15 Mart 2022 Salı

Ben kendimi seçiyorum

İnsanın hayattaki en müthiş macerası kendini keşfetmek ve tanımak. En zorlu ve en çetin macerası hatta. Çünkü başkalarını tanımak kolaydır. Birini tanımaya başlarsın, zamanla sana uymadığı yerde bırakırsın iplerini. Ama kendinle öyle mi? İnsan kendini sevmek ister. İnsan hep sevmek ve sevilmek ister. Sevginin de en temeli kişinin kendisine duyduğu sevgiyle başlar aslında. Bundandır ki kendisini sevmeyen insanlar başkalarını zaten sevemezler.

Hep kendimi araştırdım ben. Nasıl bir insanım, kimim? Durup durup dışarıdan bakardım hep kendime. Personam neydi? Gölge yanlarımda, karanlıklarımda neler gizliydi? Hangi davranışlarda neden bulunuyordum vs... Hep aradım, hep araştırdım. Sevdiğim pek çok şey buldum kendimde. Mesela uzun uzun "iyi bir insan mıyım?" sorusuna baktım bir dönem. Hatta o zamanlar çıkmıştı karşıma, kim söylemişti hatırlamasam da 

"Kötü bir insan olup olmadığını sorgulayan insanlar kötü değillerdir."

demişti birileri. Nitekim değildim. Bilerek ve isteyerek kötülük yaptığım kimse olmamıştı. Ben öyle sanıyordum tabii ki. Sonra farkettim ki benim kötülük yaptığım tek insan bizzat kendimdi bu hayatta. 

Geçenlerde yeni tanıştığım biri ile bir konuyu konuşuyorduk. Genel muhabbetler işte. Kurduğu bir cümle beynime kazınıp kaldı. Dedi ki bana 

"Sen zeki, kariyerli, aklı başında, mantıklı, oldukça güzel, kaliteli bir kadınsın. Seçimlerin de böyle. Kaliteli ilişkilerin var ailenle, arkadaşlarınla, dostlarınla. Ancak ben anlıyorum ki sen ilişki anlamında kalitesiz insanlar seçmişsin hep. Neden kendini kalitesiz insanlara layık gördüğünü sorgulamalısın bence"

Kalakaldım. O kadar doğru bir tespitti ki. Geçmişte yanlış arkadaş seçimlerim de olmuştu gerçi. Ama konu ilişki değilse kim olursa olsun genellikle ilk sınırımı zorlayan hatasında silip atıyordum insanları. Ama kalbime koyduğum bir insan hata üzerine hata yapsa da hayatımdan çıkarıp atmakta zorlanan bir insandım.
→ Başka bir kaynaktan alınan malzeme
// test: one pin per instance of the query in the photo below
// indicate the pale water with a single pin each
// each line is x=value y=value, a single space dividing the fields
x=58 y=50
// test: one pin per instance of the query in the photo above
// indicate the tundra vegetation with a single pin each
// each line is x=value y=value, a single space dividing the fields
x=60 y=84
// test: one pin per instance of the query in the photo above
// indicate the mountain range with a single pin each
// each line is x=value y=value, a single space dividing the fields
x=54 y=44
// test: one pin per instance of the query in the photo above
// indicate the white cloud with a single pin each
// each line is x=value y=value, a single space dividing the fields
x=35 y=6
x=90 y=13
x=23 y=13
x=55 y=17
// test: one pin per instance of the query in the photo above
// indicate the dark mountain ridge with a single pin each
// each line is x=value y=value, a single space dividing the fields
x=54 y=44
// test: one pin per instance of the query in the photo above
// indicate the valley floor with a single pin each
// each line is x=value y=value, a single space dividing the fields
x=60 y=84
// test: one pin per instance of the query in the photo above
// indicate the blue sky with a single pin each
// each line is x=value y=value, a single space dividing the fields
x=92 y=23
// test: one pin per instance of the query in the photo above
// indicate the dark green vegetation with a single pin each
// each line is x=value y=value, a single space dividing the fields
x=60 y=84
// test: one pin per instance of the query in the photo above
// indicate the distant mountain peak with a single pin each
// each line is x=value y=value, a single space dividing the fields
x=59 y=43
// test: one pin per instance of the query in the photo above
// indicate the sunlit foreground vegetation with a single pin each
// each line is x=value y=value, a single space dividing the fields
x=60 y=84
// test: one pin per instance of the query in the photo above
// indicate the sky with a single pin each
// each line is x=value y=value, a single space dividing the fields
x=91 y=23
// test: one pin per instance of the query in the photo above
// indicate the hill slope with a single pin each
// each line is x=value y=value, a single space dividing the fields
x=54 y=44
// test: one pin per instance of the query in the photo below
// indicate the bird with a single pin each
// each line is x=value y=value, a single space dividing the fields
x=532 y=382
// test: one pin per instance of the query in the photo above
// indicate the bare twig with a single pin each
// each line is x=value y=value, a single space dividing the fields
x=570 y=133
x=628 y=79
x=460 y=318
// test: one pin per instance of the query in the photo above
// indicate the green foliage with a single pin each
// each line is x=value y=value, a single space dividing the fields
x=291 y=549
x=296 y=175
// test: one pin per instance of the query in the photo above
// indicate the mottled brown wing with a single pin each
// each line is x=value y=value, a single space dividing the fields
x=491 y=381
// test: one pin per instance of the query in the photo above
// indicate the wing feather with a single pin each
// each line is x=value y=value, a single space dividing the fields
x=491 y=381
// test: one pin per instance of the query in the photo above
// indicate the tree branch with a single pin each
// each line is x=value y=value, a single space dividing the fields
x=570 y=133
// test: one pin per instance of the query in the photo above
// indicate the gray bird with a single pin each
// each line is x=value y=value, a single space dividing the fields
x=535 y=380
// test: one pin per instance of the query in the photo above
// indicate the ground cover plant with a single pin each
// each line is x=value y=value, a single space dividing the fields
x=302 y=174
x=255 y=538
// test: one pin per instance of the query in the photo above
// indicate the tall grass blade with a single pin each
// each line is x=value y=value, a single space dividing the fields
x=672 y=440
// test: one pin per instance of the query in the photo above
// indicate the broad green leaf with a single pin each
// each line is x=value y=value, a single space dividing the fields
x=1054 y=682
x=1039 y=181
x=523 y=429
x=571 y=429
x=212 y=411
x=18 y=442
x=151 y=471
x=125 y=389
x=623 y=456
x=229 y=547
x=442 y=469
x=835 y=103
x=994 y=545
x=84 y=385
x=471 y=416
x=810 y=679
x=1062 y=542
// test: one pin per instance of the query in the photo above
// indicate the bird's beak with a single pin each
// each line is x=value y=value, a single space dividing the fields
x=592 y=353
Biraz durup düşündüm üzerine. Acaba dedim kendi kendime ben kendime yeterince değer vermiyor olabilir miyim? Belki de bu yüzden bana değer vermeyen insanlara kapılıp, bana değer verenlere yanaşmıyorumdur. 

İnsan öğrendiği bir gerçekliği ya da bir farkındalığı geri alamaz. Öyle bir an oldu işte benim için. Bireysel bir aydınlanma. Sonra kafamda insanlara giydirdiğim incili kaftanlar döküldü bir anda. 

Ne kadar boş şeylere kendimi yorduğumu, geçmişten bu güne sevgimi zerre hak etmeyen insanlara aklımı bağladığımı, boşu boşuna kendimi yorduğum zamanları gördüm. Hatta öyle saçma sapan hisler beslediğim anlar olmuş ki, dönüp tükürmeyeceğim yolları manzara sanmışım.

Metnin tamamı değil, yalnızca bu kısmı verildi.